Aceptó y comió. Parecía cansada. Por un momento, Krister creyó que se iba a quedar dormida en la mesa de la cocina. Parpadeaba despacio, como los niños.

—He oído que tu madre está enferma —dijo él—. Puedo hacerme cargo de Marcus si quieres.

Lo miró con agradecimiento.

—A lo mejor podríamos compartirlo un poco —propuso ella.

Después de comer fueron juntos hasta la caseta del perro. Estaba oscuro pero Marcus se había agenciado mantas, una linterna y tebeos. Vera también estaba dentro. Cuando Krister le pidió que saliera obtuvo como respuesta un intenso ladrido y no era de Vera.

—Es un perro salvaje —explicó Krister.

—¿Es peligroso?

—No, creo que es bueno.

Por mucho que lo intentaron no consiguieron que el perrito salvaje saliera fuera. Gruñó y aulló como respuesta a sus ofrecimientos.

—Es que no me conoce —dijo Maja en voz baja—. Seguramente aquí se siente seguro. Quizá viera cuando Sol-Britt…

—Se puede quedar —susurró Krister.

—¿Seguro? Gracias.

Maja dijo en voz alta:

—Aunque sea bueno creo que no me atrevo a llevarme a ese perrito salvaje conmigo. Quizá podría venir mañana y jugar un poco con él.
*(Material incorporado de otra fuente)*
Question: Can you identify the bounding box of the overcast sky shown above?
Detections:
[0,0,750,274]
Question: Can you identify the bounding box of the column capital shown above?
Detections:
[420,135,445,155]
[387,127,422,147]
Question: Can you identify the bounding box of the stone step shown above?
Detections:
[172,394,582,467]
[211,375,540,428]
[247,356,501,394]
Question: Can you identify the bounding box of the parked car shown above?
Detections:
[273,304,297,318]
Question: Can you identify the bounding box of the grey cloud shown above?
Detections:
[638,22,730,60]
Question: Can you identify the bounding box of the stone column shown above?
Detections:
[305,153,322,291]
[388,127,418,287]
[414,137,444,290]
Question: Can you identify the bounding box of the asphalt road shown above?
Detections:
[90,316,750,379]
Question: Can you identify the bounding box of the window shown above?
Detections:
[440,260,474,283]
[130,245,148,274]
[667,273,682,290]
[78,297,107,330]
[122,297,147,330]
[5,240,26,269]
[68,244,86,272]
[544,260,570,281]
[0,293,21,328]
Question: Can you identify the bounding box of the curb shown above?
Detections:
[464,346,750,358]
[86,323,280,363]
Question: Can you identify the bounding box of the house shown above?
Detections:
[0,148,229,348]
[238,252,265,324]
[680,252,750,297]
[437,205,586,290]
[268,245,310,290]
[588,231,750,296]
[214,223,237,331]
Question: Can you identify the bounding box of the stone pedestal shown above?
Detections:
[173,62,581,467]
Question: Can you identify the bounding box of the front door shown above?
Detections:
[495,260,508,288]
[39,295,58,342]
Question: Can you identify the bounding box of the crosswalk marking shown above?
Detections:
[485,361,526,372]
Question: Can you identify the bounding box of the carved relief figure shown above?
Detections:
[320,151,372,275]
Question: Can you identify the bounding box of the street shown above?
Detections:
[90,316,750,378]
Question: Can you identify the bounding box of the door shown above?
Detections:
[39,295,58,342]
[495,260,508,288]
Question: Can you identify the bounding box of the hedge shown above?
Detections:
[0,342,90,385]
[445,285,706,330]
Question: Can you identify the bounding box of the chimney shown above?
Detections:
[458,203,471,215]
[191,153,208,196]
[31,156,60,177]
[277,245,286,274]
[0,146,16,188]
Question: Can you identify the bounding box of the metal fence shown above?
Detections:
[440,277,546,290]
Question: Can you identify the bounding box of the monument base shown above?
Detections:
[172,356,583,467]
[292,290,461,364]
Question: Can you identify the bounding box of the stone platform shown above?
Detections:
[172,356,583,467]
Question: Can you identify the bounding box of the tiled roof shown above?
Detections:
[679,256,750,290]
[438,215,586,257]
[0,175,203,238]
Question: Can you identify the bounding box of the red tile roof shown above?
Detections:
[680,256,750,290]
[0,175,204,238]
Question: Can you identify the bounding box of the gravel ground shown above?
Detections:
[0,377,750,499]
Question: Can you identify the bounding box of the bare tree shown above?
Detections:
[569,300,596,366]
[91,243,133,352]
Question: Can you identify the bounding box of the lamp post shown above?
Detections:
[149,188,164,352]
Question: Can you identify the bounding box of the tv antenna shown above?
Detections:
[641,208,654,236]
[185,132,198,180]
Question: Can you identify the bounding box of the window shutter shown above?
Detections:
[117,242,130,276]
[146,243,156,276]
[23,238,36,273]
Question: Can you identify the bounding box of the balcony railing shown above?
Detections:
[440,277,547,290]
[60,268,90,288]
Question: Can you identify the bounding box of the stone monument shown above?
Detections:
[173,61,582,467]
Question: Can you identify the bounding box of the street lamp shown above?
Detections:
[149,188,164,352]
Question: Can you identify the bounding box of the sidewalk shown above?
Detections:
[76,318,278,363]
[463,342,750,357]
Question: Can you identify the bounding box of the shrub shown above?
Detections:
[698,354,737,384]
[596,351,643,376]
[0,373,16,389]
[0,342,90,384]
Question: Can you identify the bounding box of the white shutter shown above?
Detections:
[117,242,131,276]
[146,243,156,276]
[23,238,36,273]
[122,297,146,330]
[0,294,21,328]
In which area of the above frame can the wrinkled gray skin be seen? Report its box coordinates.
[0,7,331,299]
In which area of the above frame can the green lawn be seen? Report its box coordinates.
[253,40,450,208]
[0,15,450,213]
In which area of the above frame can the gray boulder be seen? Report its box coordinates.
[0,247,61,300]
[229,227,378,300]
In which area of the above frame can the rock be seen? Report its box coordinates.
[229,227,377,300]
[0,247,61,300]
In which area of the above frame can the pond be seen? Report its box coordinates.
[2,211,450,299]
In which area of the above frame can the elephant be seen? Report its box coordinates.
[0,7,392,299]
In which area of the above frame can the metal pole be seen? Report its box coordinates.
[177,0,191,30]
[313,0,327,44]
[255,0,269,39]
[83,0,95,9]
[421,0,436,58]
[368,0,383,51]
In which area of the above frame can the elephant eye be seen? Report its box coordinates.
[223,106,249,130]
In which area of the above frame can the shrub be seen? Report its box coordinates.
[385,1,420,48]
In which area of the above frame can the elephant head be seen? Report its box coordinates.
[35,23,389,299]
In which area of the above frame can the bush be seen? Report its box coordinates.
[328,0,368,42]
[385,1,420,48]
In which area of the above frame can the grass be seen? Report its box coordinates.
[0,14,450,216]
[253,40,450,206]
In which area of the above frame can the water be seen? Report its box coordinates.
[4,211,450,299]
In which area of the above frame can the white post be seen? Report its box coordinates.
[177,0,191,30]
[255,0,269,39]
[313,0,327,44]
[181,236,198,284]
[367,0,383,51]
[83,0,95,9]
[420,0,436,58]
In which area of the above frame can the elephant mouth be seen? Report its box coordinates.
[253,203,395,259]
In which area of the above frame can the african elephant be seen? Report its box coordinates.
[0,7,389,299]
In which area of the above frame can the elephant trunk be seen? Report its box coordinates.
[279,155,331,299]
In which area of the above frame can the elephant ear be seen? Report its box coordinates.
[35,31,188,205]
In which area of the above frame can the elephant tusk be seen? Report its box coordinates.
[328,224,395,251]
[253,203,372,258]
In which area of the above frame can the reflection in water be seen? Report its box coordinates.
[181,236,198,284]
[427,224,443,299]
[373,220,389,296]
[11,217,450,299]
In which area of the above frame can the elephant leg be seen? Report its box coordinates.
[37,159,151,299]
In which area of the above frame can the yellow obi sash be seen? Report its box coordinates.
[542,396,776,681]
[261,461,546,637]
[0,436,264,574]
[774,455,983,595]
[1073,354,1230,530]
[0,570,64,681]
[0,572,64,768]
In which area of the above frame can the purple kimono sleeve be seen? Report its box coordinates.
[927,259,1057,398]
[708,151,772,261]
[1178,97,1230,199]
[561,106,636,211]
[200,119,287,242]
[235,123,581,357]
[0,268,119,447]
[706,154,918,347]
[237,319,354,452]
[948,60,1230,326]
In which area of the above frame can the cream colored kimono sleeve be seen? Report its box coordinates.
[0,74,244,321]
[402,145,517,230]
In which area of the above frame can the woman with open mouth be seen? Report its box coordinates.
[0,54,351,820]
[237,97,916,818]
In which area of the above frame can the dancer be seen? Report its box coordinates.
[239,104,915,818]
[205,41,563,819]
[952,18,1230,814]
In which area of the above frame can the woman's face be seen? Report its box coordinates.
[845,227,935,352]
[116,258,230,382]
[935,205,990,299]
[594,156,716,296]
—¿Qué dices tú, perrito salvaje? —preguntó Krister. ¿Te parece bien?

—¡Guau! —se oyó desde dentro de la caseta.

Maja dio las gracias por la cena y él respondió que no había nada que agradecer, que había sobrado porque Rebecka no había comido mucho.

Ella le sonrió brevemente.

«Una de esas personas que saben leer a la gente —pensó él cuando la mujer se hubo ido. Se sintió un poco descubierto—. Se habrá dado cuenta de que quería explicarle que Rebecka ha estado aquí».